Denis Flores : La réussite c’est de pouvoir à nourrir les gens avec des produits obtenus le plus sainement possible et des produits qui soient le plus goûteux possibles. En un mot, arriver à nourrir les gens de manière correcte tout en tirant un revenu correct aussi. Ça ce n’est pas une mince affaire puisqu’on dépend d’un facteur très important qui est le climat surtout avec ce que donne le climat actuellement. C’est pour ça que l’agroforesterie c’est peut-être un début de réponse au réchauffement climatique.

Gilles Cavalli : Et pour un agriculteur qui souhaiterait débuter avec quelques parcelles en agroforesterie, quel serait le premier conseil à lui donner ?
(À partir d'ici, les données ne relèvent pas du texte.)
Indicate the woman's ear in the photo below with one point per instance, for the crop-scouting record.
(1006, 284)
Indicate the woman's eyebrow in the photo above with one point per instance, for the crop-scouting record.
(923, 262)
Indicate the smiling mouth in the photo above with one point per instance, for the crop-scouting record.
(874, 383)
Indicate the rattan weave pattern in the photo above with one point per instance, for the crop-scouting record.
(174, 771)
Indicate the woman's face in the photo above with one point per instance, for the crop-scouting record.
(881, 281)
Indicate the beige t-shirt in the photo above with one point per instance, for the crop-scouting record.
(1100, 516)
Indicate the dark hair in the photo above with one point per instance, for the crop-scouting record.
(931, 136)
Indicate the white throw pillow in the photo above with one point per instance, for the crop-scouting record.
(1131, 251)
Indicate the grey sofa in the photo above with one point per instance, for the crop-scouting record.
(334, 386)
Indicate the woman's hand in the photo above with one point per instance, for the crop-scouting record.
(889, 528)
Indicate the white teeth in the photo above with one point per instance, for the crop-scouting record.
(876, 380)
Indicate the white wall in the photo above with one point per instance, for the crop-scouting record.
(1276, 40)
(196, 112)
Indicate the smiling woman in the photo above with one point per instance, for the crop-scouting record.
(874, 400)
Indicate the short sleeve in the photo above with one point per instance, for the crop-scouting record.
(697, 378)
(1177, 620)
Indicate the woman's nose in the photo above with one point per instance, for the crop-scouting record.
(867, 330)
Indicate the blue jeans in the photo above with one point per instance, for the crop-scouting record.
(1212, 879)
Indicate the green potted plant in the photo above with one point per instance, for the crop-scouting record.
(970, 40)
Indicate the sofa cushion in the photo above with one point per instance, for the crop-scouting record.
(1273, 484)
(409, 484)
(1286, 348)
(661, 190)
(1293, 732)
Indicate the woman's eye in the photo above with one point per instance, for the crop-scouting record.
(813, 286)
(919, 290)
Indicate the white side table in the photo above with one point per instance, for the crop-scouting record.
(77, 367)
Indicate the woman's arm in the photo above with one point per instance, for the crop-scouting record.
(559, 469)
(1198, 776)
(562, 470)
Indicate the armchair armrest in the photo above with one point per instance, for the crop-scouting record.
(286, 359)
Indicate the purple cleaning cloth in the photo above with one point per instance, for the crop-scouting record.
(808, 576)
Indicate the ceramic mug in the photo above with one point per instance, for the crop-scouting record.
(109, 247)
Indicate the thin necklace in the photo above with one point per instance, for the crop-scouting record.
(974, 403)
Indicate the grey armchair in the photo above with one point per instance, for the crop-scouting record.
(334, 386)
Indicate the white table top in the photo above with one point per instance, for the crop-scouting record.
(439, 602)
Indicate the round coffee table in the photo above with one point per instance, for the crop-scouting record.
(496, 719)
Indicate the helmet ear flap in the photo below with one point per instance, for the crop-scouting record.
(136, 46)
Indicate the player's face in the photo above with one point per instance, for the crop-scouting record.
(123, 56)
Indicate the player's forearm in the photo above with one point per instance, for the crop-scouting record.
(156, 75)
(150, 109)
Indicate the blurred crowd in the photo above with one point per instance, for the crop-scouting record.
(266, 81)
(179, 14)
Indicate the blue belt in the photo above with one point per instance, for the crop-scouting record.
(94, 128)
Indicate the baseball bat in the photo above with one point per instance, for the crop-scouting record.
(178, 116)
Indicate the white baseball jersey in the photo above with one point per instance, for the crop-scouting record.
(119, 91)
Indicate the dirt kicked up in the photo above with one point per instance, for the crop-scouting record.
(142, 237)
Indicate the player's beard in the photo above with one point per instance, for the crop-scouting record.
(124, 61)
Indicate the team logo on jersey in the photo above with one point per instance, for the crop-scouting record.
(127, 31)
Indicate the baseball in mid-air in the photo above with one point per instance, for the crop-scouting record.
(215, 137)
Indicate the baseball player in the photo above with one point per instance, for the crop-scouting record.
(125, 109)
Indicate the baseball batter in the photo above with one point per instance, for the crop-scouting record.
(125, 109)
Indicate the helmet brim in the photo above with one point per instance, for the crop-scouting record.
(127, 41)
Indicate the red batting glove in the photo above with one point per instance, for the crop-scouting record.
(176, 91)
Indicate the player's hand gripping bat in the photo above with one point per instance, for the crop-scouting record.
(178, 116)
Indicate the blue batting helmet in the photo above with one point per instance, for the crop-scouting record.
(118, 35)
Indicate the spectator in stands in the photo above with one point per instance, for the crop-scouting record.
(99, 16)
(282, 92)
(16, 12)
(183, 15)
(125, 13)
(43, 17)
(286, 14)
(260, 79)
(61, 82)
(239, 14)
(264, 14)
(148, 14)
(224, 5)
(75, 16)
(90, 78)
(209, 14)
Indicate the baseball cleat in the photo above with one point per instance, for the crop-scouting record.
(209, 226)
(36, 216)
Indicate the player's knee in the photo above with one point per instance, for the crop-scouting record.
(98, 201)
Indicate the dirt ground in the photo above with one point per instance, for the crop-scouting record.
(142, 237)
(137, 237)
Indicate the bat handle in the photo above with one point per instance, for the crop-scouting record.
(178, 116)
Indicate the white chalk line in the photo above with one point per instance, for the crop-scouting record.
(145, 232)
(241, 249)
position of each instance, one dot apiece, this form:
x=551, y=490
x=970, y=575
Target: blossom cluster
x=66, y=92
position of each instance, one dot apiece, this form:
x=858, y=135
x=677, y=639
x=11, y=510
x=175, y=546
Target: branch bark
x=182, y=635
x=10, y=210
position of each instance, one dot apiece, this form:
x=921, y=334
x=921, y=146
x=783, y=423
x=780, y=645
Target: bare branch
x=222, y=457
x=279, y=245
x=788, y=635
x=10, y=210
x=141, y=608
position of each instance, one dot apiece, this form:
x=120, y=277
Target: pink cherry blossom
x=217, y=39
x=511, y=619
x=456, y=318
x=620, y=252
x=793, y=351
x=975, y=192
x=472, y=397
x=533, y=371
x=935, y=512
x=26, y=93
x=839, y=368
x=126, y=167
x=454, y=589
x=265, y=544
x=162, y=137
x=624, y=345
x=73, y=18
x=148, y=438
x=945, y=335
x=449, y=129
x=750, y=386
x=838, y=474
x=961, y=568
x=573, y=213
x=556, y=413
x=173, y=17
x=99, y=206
Denis Flores : Le premier conseil serait de voir ce qui se fait ailleurs et de bien étudier son milieu, son contexte, les vents dominants, les zones qui peuvent être soumises au vent et donc qui s’érodent pour mettre sur des barrières de haies pour bien orienter les lignes d’arbres en fonction de ce qu’il veut faire pousser. Il faut vraiment faire un plan en incluant tous ces paramètres. Il ne faut pas planter des arbres en se disant : « Je vais planter des arbres au milieu et puis voilà ». Il ne faut pas se louper parce que l’arbre une fois qu’il est planté, il est là pour un petit moment.

Gilles Cavalli : Donc sur le volet étude – anticipation et projection : l’arbre qu’on plante qui mesure quelques mètres aujourd’hui dans quelques années il en fera 25 et ça ça joue.

Denis Flores : Exactement.

Gilles Cavalli : J’aime bien conclure les interviews par une question toute bête. Votre rêve d’agriculteur quel est-il ?

Denis Flores : Mon rêve ce serait de pouvoir avoir un milieu qui soit auto-fertile, auto-suffisant en semence, auto-productif (rire).

Que l’agriculteur n’est pratiquement plus rien à faire. Enfin, pas plus rien à faire puisqu’il y aurait beaucoup de travail encore, ne serait-ce que la cueillette. Je veux dire faire en sorte que le milieu soit le plus équilibré possible, le plus proche d’un système naturel.

Gilles Cavalli : C’est un rêve très ambitieux.

Voilà un échange avec Denis Flores qui est installé dans le Gard en agroforesterie et également en agriculture biologique. Pour aller plus loin on peut consulter votre site internet : www.roumassouze.fr.

Merci Denis pour cet échange c’était Gilles Cavalli sur un podcast d’Agrifind, à bientôt chers auditeurs pour une nouvelle interview.